The highest concentration tested was the highest concentration that could be technically achieved and applied whilst avoiding systemic toxicity and excessive local skin irritation as confirmed by a pre-experiment.

The animals did not show any signs of systemic toxicity or local skin irritation during the course of the study and no cases of mortality were observed. A statistically significant increase in ear weight (p < 0.05) was

not observed in comparison to the values of the vehicle control group (dimethylformamide).

In this study Stimulation Indices (S.I.) of 0.73, 0.84, and 0.63 were determined with the test item at concentrations of 10, 25, and 50% (w/v) in dimethylformamide, respectively. A dose response was not observed.

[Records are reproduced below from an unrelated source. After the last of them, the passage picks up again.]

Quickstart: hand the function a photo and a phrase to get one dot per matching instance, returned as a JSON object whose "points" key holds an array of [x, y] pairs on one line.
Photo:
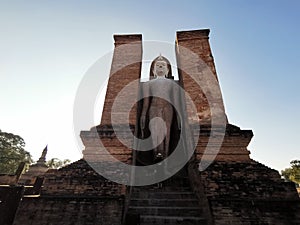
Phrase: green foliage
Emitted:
{"points": [[12, 153], [292, 173], [55, 163]]}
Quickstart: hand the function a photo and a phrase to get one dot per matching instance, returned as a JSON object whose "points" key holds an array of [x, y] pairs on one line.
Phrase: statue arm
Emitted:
{"points": [[144, 108], [176, 98]]}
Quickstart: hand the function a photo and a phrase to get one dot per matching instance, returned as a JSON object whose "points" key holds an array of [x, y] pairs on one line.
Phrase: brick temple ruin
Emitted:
{"points": [[234, 189]]}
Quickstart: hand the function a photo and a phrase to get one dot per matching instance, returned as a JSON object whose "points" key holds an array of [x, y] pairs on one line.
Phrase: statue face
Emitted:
{"points": [[160, 68]]}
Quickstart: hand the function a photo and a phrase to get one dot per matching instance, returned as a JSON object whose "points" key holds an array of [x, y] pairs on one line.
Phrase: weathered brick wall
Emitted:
{"points": [[248, 193], [233, 146], [125, 68], [79, 178], [110, 146], [70, 211], [197, 43], [74, 194]]}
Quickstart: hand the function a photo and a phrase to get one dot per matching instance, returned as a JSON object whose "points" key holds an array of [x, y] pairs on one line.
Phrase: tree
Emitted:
{"points": [[56, 163], [12, 153], [292, 173]]}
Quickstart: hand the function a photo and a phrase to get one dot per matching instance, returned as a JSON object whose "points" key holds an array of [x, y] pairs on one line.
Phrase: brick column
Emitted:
{"points": [[196, 42]]}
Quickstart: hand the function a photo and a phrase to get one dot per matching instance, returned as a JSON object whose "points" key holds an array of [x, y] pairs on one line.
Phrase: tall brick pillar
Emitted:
{"points": [[125, 68], [190, 46], [128, 49], [195, 59]]}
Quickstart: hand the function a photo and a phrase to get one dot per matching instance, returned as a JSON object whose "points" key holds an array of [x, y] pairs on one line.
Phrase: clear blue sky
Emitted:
{"points": [[47, 46]]}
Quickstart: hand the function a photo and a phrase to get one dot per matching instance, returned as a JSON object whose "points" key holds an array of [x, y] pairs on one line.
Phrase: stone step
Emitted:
{"points": [[161, 189], [172, 220], [164, 202], [166, 210], [159, 195]]}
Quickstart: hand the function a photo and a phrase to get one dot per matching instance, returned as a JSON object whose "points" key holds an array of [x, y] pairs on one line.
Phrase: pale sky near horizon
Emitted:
{"points": [[46, 47]]}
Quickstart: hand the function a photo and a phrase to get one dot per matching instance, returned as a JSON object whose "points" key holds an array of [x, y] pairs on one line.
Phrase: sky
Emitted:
{"points": [[46, 48]]}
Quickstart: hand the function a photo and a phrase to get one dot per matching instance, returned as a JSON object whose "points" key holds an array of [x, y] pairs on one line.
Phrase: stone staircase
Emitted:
{"points": [[170, 202]]}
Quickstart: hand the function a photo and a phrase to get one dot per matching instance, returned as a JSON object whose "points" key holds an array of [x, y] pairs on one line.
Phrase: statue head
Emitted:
{"points": [[160, 67]]}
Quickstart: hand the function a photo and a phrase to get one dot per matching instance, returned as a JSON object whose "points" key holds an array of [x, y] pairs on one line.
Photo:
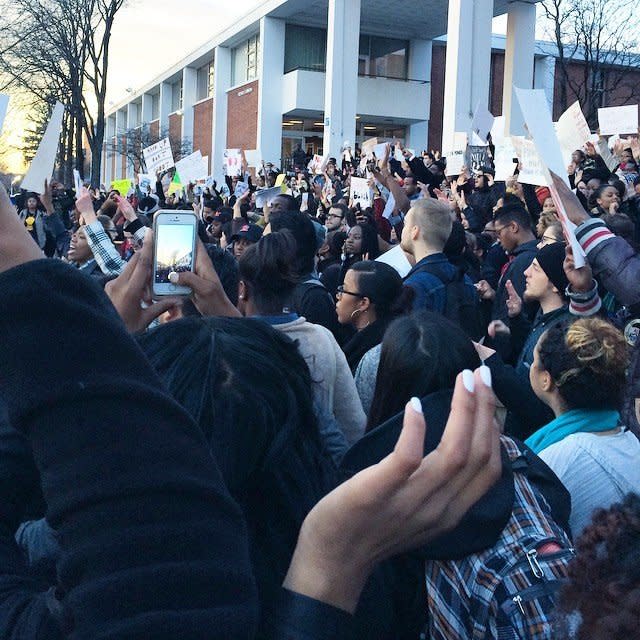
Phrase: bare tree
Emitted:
{"points": [[60, 49], [597, 46]]}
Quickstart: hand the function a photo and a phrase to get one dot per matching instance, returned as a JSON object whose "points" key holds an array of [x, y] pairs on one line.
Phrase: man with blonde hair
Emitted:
{"points": [[438, 285]]}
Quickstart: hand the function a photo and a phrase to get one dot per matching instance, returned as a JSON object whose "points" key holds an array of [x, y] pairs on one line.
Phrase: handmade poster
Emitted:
{"points": [[614, 120], [482, 122], [42, 164], [477, 157], [264, 196], [233, 162], [361, 193], [537, 117], [146, 182], [77, 182], [396, 258], [505, 157], [191, 168], [241, 189], [572, 131], [122, 186]]}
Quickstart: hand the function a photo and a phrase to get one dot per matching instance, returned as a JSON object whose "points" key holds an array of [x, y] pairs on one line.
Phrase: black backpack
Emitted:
{"points": [[458, 308]]}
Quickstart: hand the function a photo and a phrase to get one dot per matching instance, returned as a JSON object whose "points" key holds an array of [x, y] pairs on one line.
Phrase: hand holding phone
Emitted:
{"points": [[174, 250]]}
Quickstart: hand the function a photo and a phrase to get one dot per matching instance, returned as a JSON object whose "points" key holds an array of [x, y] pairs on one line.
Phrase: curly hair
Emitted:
{"points": [[603, 593], [587, 361]]}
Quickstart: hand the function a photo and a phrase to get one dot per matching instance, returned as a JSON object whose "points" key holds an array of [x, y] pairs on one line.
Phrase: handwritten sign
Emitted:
{"points": [[361, 193], [614, 120], [158, 157]]}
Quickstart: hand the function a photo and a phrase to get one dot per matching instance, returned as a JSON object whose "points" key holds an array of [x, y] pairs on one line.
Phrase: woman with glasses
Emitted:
{"points": [[371, 296]]}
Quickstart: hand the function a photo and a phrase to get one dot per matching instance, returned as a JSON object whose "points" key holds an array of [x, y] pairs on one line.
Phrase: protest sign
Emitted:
{"points": [[505, 158], [158, 157], [4, 103], [614, 120], [192, 168], [361, 192], [264, 196], [537, 117], [456, 156], [241, 189], [477, 158], [233, 162], [482, 122], [253, 157], [572, 131], [122, 186], [146, 182], [77, 182], [397, 259], [42, 164]]}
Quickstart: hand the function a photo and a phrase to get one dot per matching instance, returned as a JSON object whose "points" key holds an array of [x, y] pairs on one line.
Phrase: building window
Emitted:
{"points": [[245, 60], [383, 57], [205, 82], [176, 96], [305, 48], [155, 106]]}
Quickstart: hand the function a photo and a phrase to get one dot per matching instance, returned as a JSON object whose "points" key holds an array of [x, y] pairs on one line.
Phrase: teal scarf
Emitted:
{"points": [[575, 421]]}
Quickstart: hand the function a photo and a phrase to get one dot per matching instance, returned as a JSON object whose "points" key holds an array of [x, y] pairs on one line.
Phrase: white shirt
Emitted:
{"points": [[597, 470]]}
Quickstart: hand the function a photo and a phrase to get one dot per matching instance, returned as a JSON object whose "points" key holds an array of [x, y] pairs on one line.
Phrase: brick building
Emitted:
{"points": [[298, 72]]}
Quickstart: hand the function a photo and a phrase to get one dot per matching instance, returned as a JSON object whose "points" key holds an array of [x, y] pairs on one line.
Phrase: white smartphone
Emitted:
{"points": [[174, 250]]}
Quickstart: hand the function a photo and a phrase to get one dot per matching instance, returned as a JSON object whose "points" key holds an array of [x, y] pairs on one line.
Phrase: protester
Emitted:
{"points": [[372, 295]]}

The test item Acetoacetamid was not a skin sensitiser under the test conditions of this study.

Endpoint conclusion

Endpoint conclusion:

no adverse effect observed (not sensitising)

Respiratory sensitisation

Endpoint conclusion

Endpoint conclusion:

no study available

Justification for classification or non-classification

Acetoacetamid was not a skin sensitiser under the test conditions of this study and thus will be not classified according to Regulation 1272/2008/EEC (CLP).